2.3.1 O governo democrático de Getúlio Vargas (1950-1954)

O ano de 19508 apresentaria grande movimentação na política brasileira com o retorno de Getúlio Vargas ao poder. Pouco antes de sua vitória, ele concedia entrevista ao diário O

Jornal, de Assis Chateaubriand, com forte repercussão, na qual se autodefinia “não

propriamente como líder político. Sou, isto sim, um líder de massas” (ROMANCINI; LAGO, 2007, p. 105). O impresso vendeu 180 mil exemplares, contra uma média diária de apenas nove mil.

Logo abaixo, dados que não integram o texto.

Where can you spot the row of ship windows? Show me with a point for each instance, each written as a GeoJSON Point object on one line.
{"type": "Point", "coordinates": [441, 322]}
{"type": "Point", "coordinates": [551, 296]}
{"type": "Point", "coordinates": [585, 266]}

Assim, com uma máquina eleitoral eficiente e uma campanha baseada na industrialização e defesa dos trabalhadores, Vargas venceu a eleição, e tomou posse em 1951, embora tivesse a oposição da maioria da imprensa, com a exceção, sempre problemática, dos Diários Associados, pois Chateaubriand era inconstante e cobrava caro pelo apoio (ROMANCINI; LAGO, 2007, p. 105).

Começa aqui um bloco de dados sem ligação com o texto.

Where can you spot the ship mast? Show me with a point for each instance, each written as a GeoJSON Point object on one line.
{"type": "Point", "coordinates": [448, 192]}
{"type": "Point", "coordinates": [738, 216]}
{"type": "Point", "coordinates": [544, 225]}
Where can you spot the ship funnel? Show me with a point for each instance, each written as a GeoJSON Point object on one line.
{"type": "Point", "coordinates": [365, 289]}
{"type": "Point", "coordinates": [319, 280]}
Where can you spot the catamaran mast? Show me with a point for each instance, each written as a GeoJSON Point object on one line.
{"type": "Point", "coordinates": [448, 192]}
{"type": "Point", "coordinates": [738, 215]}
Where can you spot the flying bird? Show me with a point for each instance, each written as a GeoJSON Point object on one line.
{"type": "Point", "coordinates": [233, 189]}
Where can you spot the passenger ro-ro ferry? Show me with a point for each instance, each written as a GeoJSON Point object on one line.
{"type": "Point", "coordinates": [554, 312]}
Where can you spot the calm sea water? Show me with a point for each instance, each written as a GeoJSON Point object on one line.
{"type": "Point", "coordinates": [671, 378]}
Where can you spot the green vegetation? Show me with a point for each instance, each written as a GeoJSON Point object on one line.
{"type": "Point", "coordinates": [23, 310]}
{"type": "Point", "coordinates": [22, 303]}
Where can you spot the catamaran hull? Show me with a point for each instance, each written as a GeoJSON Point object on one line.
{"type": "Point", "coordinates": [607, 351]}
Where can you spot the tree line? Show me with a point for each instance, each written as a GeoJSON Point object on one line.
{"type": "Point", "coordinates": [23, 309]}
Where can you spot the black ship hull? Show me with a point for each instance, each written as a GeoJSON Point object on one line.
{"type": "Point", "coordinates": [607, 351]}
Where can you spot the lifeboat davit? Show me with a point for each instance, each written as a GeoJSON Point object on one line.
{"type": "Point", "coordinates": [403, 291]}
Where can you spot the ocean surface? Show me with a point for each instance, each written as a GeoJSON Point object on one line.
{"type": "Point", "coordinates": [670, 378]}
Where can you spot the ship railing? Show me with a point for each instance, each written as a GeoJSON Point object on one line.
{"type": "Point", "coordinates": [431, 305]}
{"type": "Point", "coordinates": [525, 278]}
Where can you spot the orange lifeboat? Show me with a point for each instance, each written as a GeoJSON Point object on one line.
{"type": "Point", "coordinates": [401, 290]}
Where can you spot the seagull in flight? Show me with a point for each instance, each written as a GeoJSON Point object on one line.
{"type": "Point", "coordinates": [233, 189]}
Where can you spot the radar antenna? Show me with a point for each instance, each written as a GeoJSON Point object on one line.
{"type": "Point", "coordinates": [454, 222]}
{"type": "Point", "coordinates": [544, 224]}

De volta ao poder, Vargas utiliza-se de velhos bordões e artifícios que elogiavam seu antigo governo. Seu objetivo era buscar novas alianças abraçando setores com diferentes aspirações políticas. O presidente alia-se tanto a defensores do nacionalismo quanto do liberalismo, em um período de Guerra Fria, além de tentar traçar um Estado de Compromisso que desenvolvera em seus primeiros anos à frente da presidência do Brasil. Por outro lado, Getúlio Vargas precisa enfrentar os liberalistas, representados pelo empresariado nacional, e militares, que defendem a abertura da economia nacional ao capital estrangeiro e a adoção de medidas que podem controlar as atividades econômicas e os índices inflacionários. Outra parte, os nacionalistas, que têm o apoio dos trabalhadores e representantes de esquerda, é favorável a um projeto de desenvolvimento com a participação do Estado na economia e a rejeição ao capital estrangeiro.

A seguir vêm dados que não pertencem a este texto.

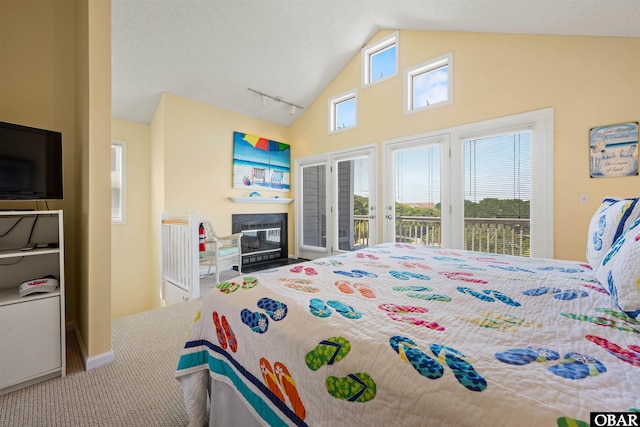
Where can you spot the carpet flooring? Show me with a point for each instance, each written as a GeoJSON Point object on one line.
{"type": "Point", "coordinates": [137, 389]}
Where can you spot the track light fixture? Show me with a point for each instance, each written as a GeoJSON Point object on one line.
{"type": "Point", "coordinates": [263, 99]}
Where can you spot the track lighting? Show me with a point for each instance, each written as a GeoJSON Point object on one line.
{"type": "Point", "coordinates": [263, 99]}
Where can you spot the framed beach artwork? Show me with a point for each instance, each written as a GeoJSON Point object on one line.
{"type": "Point", "coordinates": [614, 150]}
{"type": "Point", "coordinates": [260, 163]}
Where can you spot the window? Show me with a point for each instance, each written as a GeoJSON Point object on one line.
{"type": "Point", "coordinates": [484, 186]}
{"type": "Point", "coordinates": [342, 111]}
{"type": "Point", "coordinates": [429, 84]}
{"type": "Point", "coordinates": [118, 154]}
{"type": "Point", "coordinates": [380, 60]}
{"type": "Point", "coordinates": [497, 193]}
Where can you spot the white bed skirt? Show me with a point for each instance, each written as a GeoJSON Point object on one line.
{"type": "Point", "coordinates": [225, 408]}
{"type": "Point", "coordinates": [228, 409]}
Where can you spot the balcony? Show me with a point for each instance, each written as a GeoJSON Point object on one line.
{"type": "Point", "coordinates": [494, 235]}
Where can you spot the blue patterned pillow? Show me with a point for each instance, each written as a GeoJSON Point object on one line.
{"type": "Point", "coordinates": [619, 271]}
{"type": "Point", "coordinates": [611, 219]}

De acordo com D’Araújo e Almeira (1992), o segundo governo de Vargas estaria dividido, especialmente, entre dois momentos. O primeiro ocorre de 1951 até 1953. O outro, a partir de 1953, adotando uma linha de governo atrelada a uma orientação mais trabalhista.

O primeiro iria de 1951 até meados de 1953, e seria marcado por uma política de conciliação com os setores conservadores, evidenciada na composição do seu primeiro ministério: o “Ministério da Experiência” [...]. A partir de 1953, com o recrudescimento do movimento das massas, alternam-se a aliança de classes e a política de conciliação do Governo. Esse segundo momento seria marcado por uma

8A sucessão de 1950 representa, em termos de análise política, o primeiro grande teste a que se submete o sistema de democracia ampliada recém-criado no Brasil. O surgimento da candidatura de Getúlio Vargas e sua vitória eleitoral vão interferir nesse contexto como mais um daqueles fatores aos quais se podem atribuir as dificuldades para a consolidação de uma prática partidária institucionalizada no país (D’ARAÚJO, 1999, p. 42).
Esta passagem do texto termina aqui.